Несмотря на боль в ноге, я улыбнулся.

– Пути Господни неисповедимы… Я прибыл сюда вчера из Северо-Американских Соединенных Штатов…

– Но вы же русский? Почему из Америки? – еще более настороженно перебила она меня.

– Анна Валерьевна, умоляю вас, не перебивайте! Я прибыл из САСШ… И так сложилось, что лучшим моим другом в той стране был Виктор Суворов.

– Витя? Вот же непутевый! И как он там?

– Поначалу было неплохо. Помыкался, конечно, но потом устроился поваром. Дорос до совладельца ресторана. Мы с ним квартиру на двоих снимали… Случалось, рассказывали друг другу истории из жизни. А что ему рассказывать? Про приют в основном. Ну и про вас… Кстати, он очень хвалил вашего преподавателя химии и физики, говорил, что мне было бы полезно с ним пообщаться…

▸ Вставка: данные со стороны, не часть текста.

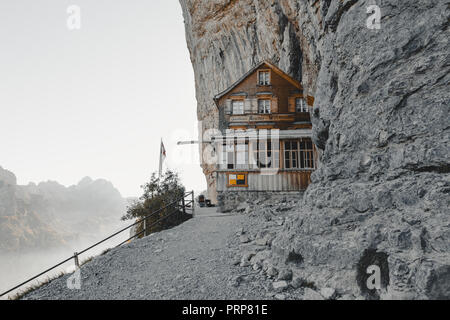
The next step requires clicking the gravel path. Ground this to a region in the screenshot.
[24,208,268,299]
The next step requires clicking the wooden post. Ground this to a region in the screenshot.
[73,252,80,269]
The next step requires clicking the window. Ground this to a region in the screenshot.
[258,99,270,113]
[258,71,270,86]
[232,100,244,114]
[284,141,298,169]
[300,139,315,169]
[221,141,249,169]
[253,140,280,168]
[228,173,248,187]
[224,144,235,169]
[295,98,308,112]
[284,139,315,169]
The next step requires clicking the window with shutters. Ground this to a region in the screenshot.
[232,100,244,114]
[253,140,280,168]
[221,140,249,169]
[258,70,270,86]
[295,98,308,112]
[258,99,270,113]
[284,138,315,169]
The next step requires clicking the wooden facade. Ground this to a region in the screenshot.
[214,62,317,192]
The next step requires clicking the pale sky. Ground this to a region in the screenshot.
[0,0,206,196]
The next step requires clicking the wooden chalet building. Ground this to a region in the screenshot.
[214,61,317,209]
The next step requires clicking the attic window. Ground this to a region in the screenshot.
[233,100,244,114]
[258,70,270,86]
[258,99,270,113]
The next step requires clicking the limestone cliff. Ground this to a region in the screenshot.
[180,0,450,298]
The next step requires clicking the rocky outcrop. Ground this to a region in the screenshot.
[180,0,450,299]
[0,167,125,253]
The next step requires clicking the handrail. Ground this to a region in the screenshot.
[0,191,194,297]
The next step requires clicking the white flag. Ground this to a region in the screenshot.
[159,139,166,177]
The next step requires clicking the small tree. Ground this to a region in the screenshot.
[122,170,188,234]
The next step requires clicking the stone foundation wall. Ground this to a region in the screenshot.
[217,191,303,212]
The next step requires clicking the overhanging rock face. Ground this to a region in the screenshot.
[180,0,450,298]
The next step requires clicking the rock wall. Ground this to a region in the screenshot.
[180,0,450,299]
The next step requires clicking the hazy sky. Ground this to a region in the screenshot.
[0,0,206,196]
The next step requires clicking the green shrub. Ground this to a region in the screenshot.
[122,170,190,237]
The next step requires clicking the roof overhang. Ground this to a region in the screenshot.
[214,60,303,108]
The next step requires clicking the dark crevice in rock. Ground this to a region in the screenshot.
[325,0,358,33]
[409,164,450,173]
[286,251,303,265]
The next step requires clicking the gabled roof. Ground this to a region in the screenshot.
[214,60,303,104]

Улыбка Анны Валерьевны потускнела.

– Увы, Иван Порфирьевич умер две недели назад. Но преподавателем он был великолепным, Виктор не преувеличивал. До приюта он преподавал химию в Казанском университете. И сманить сюда его удалось только из-за чахотки. Доктора рекомендовали переехать в средиземноморский климат! Смена климата продлила ему жизнь почти на дюжину лет, но увы… Встретиться и пообщаться с ним вам не удастся, молодой человек… Так как там поживает Витюша?

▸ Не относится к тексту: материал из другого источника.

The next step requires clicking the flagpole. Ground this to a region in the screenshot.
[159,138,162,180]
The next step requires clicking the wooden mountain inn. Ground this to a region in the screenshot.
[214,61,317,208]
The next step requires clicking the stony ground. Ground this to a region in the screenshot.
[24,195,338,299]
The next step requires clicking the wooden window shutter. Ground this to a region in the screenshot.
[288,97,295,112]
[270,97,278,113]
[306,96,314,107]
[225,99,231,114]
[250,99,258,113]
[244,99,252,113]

– К моему прискорбию, его тоже нет в живых. Весной случился пожар, и Виктор погиб.

– Вот как…

– Увы.

Она снова замолчала, погрузившись в мысли. Я не решался побеспокоить ее. Так прошло минут десять, потом она вдруг встрепенулась и снова недоверчиво повторила:

– Но вчера в порт не должно было прибывать никаких иностранных судов!

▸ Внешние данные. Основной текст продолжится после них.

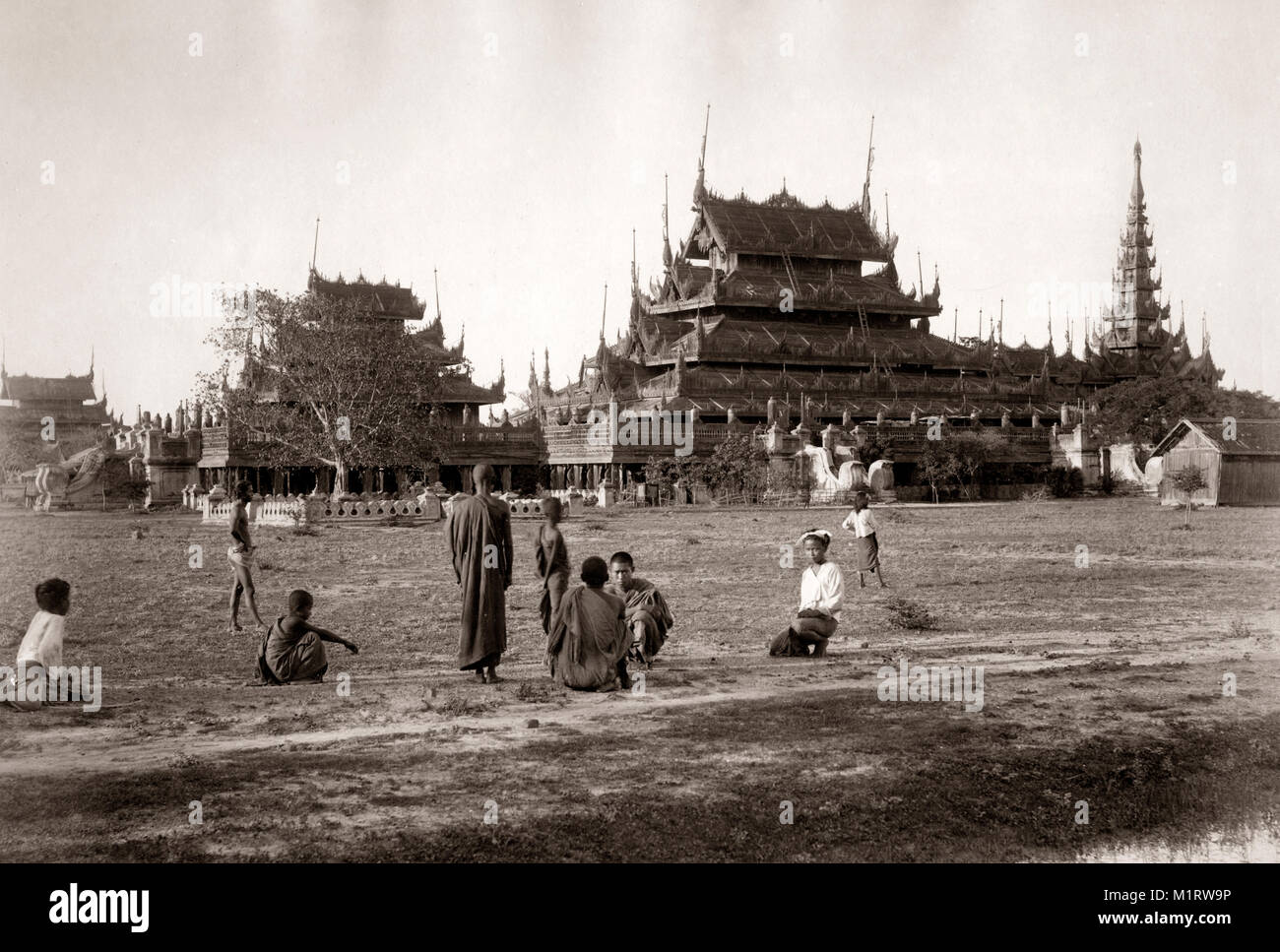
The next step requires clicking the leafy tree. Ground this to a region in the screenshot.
[101,460,151,509]
[1092,376,1280,443]
[696,432,769,494]
[644,456,701,492]
[946,427,1005,499]
[199,290,455,492]
[918,440,959,503]
[1045,466,1084,498]
[1169,465,1208,529]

– Анна Валерьевна, вспомните, кто привез меня к вам. Этот мальчишка – проводник, которого дали мне контрабандисты. Увидев, что я повредил ногу, они не решились отправлять меня к повстанцам.

– Так! Ни слова больше! Собой я могу рисковать, но не хочу, чтобы в этом был замешан приют!

– Нет, вы снова меня не так поняли! Сам я не повстанец и не контрабандист! Я был простым пассажиром. И меня должны были нормально высадить в Ханье. У меня тут небольшое дело, сделав которое я планирую покинуть остров. Но, как я понимаю, капитан судна вез контрабанду. И когда пограничное судно решило досмотреть наш пароход, капитан не только выгрузил оружие на какой-то островок, но оставил там и меня. Так и получилось, что контрабандисты меня приняли за какого-то посланца к восставшим. Сам же я – добропорядочный и мирный путешественник, честное слово!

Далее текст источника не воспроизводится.